The change which cured the leak for me was:

--- src/gdevp14.c       (revision 8677)
+++ src/gdevp14.c       (working copy)
@@ -1014,6 +1014,11 @@
 
     if_debug1('v', "[v]pdf14_pop_transparency_mask, idle=%d\n", tos->idle);
     ctx->stack = tos->saved;
+    if (tos->maskbuf) {
+       /* The maskbuf of the ctx->maskbuf entry is never used, free it now */
+       pdf14_buf_free(tos->maskbuf, ctx->memory);
+       tos->maskbuf = NULL;
+    }
     ctx->maskbuf = tos;
     return 0;
 }
===============================================================================

This allows the attached file to complete in 124Mb using the parameters in
comment #8 (versus >500M) and incidentally completed in 174 sec. vs. the 272
sec of the original code (a 56% performance improvement).

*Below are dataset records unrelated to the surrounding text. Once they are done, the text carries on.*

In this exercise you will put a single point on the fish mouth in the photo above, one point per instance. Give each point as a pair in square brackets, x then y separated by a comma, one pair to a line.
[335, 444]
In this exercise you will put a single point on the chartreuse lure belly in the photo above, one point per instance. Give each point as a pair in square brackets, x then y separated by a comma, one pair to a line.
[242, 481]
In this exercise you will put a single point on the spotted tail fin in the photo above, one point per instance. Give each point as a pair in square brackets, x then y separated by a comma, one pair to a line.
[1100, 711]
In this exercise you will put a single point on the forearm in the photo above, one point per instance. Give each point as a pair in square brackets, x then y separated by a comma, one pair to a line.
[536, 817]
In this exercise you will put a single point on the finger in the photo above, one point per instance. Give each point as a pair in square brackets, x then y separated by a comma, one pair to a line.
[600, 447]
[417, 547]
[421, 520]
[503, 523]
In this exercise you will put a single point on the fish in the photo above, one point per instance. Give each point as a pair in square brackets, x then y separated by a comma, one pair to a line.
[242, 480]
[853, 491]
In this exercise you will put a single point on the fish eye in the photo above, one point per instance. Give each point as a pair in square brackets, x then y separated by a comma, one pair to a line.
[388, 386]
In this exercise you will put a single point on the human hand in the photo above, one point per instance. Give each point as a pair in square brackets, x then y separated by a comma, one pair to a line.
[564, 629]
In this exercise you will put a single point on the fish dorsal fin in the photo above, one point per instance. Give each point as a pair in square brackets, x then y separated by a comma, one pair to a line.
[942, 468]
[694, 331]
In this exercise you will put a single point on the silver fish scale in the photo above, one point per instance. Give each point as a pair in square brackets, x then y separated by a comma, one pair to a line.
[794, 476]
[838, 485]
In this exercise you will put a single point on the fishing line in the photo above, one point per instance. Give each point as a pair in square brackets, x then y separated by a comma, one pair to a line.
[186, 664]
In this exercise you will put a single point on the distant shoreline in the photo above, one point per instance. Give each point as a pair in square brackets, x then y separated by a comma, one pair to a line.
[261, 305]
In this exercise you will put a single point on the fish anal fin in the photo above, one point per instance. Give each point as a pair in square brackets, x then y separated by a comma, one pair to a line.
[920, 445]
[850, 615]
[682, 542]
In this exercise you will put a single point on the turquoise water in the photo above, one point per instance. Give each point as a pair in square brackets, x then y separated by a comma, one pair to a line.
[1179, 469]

Passing back to Igor for review, since this is in an area he modified most
recently.

Comment 11 Ray Johnston 2008-05-06 22:54:02 UTC

Patch committed. Keeping open at Igor's request.

Comment 12 Ray Johnston 2008-07-16 23:07:45 UTC

I see no reason to keep this bug open. Further performance improvements are
always welcome, but not directly relevant to this bug.